Ich erinnere mich noch, wie Miss Temple, ihren im eisigen Wind flatternden Wollumhang fest um sich geschlungen, leichten und raschen Schritts an unseren matt sich dahinschleppenden Reihen entlangging und uns durch ihr Beispiel und aufmunternde Worte anspornte, nicht zu verzagen und – wie sie sich ausdrückte – »wie tapfere Soldaten« weiterzumarschieren. Die übrigen Lehrerinnen, die armen Dinger, waren meist selbst viel zu niedergeschlagen, um auch nur zu versuchen, andere aufzuheitern.
Wie sehr sehnten wir uns nach dem Licht und der Wärme eines helllodernden Kaminfeuers, wenn wir dann endlich angekommen waren! Doch zumindest den Kleinen blieb auch dies versagt, denn die beiden Kamine im Schulzimmer waren im Nu von zwei Reihen größerer Mädchen umlagert, und hinter ihnen kauerten sich die jüngeren Kinder in Gruppen zusammen und wickelten ihre erfrorenen Arme in die Schürzen.

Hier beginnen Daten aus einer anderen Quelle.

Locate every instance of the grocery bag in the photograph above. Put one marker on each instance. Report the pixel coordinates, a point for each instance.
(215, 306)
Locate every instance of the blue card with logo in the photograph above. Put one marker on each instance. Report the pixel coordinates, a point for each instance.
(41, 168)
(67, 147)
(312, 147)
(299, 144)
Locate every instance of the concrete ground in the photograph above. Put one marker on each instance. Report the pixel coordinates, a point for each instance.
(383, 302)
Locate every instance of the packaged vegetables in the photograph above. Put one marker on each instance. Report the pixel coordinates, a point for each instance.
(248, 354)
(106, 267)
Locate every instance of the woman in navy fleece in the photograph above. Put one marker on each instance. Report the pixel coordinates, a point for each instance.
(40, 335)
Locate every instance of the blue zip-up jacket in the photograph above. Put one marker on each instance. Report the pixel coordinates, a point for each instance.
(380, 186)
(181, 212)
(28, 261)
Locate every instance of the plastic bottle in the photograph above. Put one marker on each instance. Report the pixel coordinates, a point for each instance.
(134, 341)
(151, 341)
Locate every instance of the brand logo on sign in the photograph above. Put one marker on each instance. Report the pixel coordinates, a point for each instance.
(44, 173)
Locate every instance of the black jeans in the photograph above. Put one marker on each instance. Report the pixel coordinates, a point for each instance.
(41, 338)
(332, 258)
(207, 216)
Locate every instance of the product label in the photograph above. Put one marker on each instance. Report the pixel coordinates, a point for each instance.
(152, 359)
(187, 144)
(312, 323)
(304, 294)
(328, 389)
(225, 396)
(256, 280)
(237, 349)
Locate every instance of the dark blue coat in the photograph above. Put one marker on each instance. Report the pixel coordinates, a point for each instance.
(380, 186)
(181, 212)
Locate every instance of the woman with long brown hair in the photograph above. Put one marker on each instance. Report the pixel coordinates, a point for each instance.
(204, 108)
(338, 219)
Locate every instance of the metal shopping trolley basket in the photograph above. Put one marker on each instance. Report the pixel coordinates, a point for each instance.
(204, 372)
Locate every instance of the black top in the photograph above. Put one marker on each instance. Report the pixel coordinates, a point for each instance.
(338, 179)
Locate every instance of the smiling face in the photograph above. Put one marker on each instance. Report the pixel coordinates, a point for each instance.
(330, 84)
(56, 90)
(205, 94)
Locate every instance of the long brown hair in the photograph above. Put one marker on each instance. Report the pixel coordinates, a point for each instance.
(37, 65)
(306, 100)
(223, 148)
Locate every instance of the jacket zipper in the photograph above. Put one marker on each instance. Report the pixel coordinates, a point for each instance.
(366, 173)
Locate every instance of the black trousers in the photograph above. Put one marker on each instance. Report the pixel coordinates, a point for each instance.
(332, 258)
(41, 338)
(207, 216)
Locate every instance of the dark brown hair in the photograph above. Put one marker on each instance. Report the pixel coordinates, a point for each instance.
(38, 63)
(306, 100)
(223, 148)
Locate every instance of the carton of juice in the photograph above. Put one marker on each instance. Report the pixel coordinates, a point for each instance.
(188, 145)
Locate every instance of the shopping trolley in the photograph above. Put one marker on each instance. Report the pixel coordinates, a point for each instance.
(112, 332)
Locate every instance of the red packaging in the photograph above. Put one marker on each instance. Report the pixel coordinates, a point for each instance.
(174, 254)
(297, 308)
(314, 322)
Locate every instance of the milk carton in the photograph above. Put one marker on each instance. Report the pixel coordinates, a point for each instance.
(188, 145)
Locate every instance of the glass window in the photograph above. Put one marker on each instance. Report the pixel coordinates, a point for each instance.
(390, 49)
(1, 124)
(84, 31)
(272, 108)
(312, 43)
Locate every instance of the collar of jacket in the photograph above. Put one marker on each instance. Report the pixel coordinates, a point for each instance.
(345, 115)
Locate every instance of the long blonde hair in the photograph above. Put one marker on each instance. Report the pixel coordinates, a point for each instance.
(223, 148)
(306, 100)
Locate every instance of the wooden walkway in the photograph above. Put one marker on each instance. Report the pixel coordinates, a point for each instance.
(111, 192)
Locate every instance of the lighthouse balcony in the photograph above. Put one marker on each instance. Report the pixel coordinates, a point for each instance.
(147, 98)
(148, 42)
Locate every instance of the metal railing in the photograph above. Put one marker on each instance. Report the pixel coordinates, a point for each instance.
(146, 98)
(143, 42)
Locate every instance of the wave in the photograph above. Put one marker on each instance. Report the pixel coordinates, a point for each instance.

Einen kleinen Trost gab es dann zur Teezeit in Form einer doppelten Ration Brot – einer ganzen Scheibe anstelle einer halben, die als köstliche Zugabe hauchdünn mit Butter bestrichen war. Dies war das wöchentliche Festmahl, auf das wir uns alle von Sonntag zu Sonntag freuten. Meistens gelang es mir, die Hälfte dieses üppigen Mahles für mich zu behalten, den Rest musste ich jedoch unweigerlich abgeben.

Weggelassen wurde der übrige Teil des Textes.